That’s right it’s marketing material from a Learning and Development organisation looking to sell me the latest and greatest courses around leadership and management. It involves combining facts based learning, experiential, storytelling and activity skills. To provide a tailored exceptional experience to develop skills and abilities in the blah blah blah blah.

Ok so far nothing new I turn the page waiting to be wowed by the opportunities offered by this particular company. What do I see?

Lot’s of wonderfully complicated sounding principles which will lead to organisational growth and change. Lots of activities geared to making people run around a field and get muddy – oops sorry – learn something new. Let’s be straight about this I’m not a cynic around these things there is clear evidence for some of this stuff working in fact I’ve implemented and written interventions which do and offer similar things. So why am I frustrated?

Well first and foremost it is the expert nature of this type of marketing.
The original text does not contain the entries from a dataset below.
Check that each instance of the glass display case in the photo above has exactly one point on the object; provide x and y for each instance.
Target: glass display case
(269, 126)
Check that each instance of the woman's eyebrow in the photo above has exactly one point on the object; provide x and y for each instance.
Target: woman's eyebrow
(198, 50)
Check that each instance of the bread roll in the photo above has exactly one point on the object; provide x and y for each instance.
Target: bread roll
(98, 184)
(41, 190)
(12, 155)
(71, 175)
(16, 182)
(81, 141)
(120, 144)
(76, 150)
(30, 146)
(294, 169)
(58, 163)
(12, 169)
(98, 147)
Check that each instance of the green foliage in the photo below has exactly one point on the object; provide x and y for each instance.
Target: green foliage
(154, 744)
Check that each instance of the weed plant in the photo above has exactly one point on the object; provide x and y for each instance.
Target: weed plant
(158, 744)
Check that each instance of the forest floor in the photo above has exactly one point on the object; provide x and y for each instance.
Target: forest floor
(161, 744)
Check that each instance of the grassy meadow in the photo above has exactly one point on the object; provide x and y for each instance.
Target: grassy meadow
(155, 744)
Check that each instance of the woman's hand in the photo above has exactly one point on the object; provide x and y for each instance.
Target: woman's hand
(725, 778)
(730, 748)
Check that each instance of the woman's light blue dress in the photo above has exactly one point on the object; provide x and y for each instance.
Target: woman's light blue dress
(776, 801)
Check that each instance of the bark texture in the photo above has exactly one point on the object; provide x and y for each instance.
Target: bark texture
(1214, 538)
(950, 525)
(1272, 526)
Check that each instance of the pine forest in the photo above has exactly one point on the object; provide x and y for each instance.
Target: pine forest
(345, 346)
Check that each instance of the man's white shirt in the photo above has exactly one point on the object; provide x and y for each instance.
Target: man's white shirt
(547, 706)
What I mean is, here are a series of words which you could not possibly understand which we have a great understanding of and which will make a difference to the way your organisation is lead. If you engage with us you still won’t understand what these words mean but you will be able to access the principles which sit behind them as long as you continue to engage with – pay an outrageous amount – to us.

What I find frustrating is the fact that this kind of marketing becomes counterintuitive if you are an L+D professional one of your key roles is to make the complex understandable. So for an L+D organisation to pitch complexity seems ridiculous in fact I would say it suggests that they are not particularly good at what they do or state they do. Following on from this to dress it up with exciting words (Experiential, facts based etc etc) is to suggest that they also have magic ways which will make you come out of the whole process a changed person.

It was Albert Einstein who said ‘If you can’t explain it to a five year old you don’t really understand it yourself.’ I know he was not talking about anything as complex as Learning and Development but I’d say this is a great test of external providers. If you do feel the urge to engage with one of these companies offering the latest and greatest thing to hit Leadership and L+D in the last decade invite them in. Get them around the table and then ask them to explain what exactly it is they do and how it works. If you don’t understand it by the end of the meeting walk away. These people don’t know it well enough to pass it on. These people are hiding behind fake complexity to sell you something you almost certainly don’t need or at least something that won’t make a difference to your organisation.